2 thoughts on “Module 1 – Introductions”

  1. Hi Simon,
    What an interesting post. Do your students enjoy the experiential constructivist approach? Or are they also wedded to the direct teaching method. I was talking to someone the other day who has classes that are mainly overseas undergraduate students. They prefer and do better at the traditional style of classes and assessments rather than elegantly constructed authentic learning assessment tasks. Very discouraging.

    Re class websites: I was thinking today about using Google apps for class websites. One of the things I did not do well on my prac was letting the students know the intended learning outcomes for the class. I would like to have a central repository where the lessons outcomes, instructions (such as investigation procedures), and links to extra resources could be an ongoing resource for students to access for revision, catchup when they are away etc. They can also go straight onto the IWB during the lesson. I appreciate the value of students proceeding slowly by processing information as they are copying things down, but I would rather maximise the time to do the hands-on activities too.
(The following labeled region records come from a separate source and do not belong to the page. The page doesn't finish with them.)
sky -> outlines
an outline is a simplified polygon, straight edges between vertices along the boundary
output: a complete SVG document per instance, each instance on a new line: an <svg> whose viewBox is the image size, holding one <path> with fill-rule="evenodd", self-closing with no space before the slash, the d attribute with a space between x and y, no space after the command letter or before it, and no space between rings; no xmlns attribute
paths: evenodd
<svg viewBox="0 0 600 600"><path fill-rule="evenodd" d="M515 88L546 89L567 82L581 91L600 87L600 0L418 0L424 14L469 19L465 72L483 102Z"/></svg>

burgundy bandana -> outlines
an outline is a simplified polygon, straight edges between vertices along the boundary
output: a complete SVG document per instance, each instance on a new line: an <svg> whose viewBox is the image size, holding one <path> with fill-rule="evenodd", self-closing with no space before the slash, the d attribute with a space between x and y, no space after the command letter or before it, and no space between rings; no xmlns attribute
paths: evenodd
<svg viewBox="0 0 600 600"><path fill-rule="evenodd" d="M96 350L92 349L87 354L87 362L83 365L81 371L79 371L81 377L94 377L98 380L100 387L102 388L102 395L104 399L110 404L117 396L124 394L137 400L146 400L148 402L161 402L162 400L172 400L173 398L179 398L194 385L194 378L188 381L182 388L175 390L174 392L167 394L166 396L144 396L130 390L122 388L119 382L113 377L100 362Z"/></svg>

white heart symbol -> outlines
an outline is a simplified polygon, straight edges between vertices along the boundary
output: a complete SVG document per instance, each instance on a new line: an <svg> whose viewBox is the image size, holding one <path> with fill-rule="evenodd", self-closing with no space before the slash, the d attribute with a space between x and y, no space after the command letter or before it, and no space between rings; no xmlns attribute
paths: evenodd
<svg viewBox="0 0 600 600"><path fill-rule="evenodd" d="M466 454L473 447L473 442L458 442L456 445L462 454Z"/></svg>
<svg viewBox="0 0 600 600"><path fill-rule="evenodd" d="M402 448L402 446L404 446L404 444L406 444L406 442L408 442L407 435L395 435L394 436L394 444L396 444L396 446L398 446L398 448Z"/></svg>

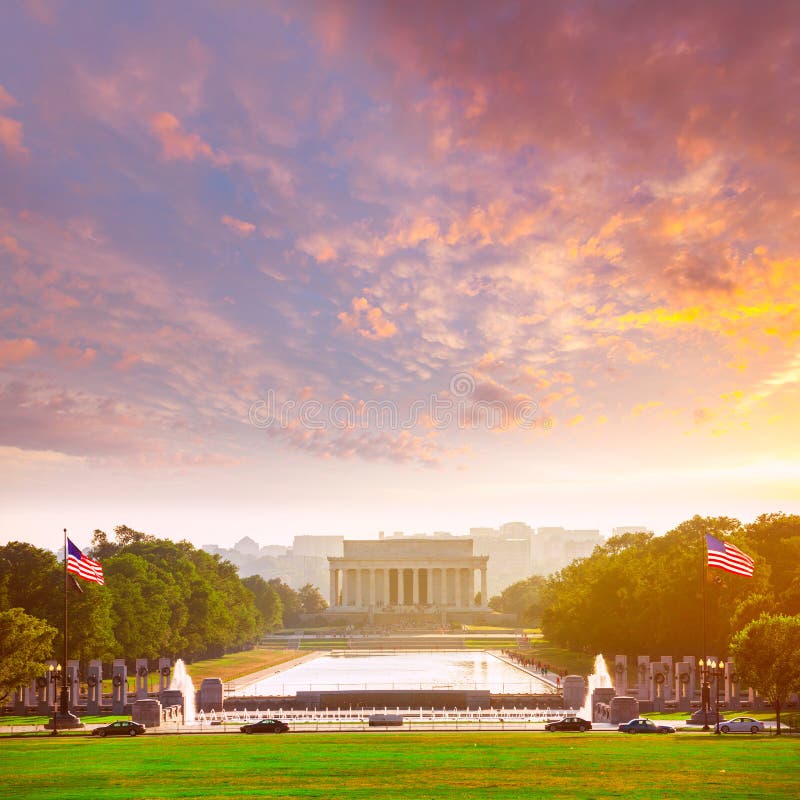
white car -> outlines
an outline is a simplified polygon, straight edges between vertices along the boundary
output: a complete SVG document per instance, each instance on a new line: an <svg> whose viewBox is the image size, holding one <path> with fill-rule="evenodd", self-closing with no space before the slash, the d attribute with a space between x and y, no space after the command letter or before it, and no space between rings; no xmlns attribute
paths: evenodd
<svg viewBox="0 0 800 800"><path fill-rule="evenodd" d="M763 733L764 723L752 717L736 717L721 722L719 729L722 733Z"/></svg>

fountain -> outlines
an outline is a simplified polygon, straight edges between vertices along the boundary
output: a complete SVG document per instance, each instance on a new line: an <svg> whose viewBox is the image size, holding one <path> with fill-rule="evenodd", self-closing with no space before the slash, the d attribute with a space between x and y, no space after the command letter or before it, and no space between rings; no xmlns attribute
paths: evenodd
<svg viewBox="0 0 800 800"><path fill-rule="evenodd" d="M595 689L610 689L612 687L611 676L608 674L605 659L602 655L595 656L594 672L589 676L589 687L586 692L586 700L580 710L583 719L591 720L593 717L592 694Z"/></svg>
<svg viewBox="0 0 800 800"><path fill-rule="evenodd" d="M182 658L175 662L175 670L172 673L169 688L170 691L176 690L183 695L183 721L186 725L193 725L195 721L194 684L186 671L186 664L183 663Z"/></svg>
    Thanks for the link. I’m going to bookmark that one.



  2. Hi Ellen

    Thanks for your message. I had a quick look at your impressive and extensive posts and will have to read them more closely. In respect to your question about overseas student, in my case Chinese students, it is a hard work getting them out of the largely passive learning mindset that comes from being exposed (subjected?) to direct instruction teaching. Their reaction to experiential constructivist approaches is generally good if you catch them early in senior high school (in my case Year 10). The students who are doing well in English are adept and adjust well to new techniques; they accept them as part of the transition to Western style learning. Fortunately there are other new subject teachers at my school who are also trying constructivist techniques. This helps. Sadly, if students are struggling with English, they are mostly not able to deal with constructivist techniques; dealing with the language is already tough enough let alone asking them to learn differently. I also find the senior high school students at my school (Year 11) who have not previously been exposed to constructivist strategies are mostly passive and poorly motivated in terms of running with open ended tasks. The bright students however get it and do well. I am still trying and am starting my Year 11 Economics class on a stock market game tomorrow that I found reading Roblyer & Doering.

    Sadly I am unable to explore Google apps at school in China. Google is blocked.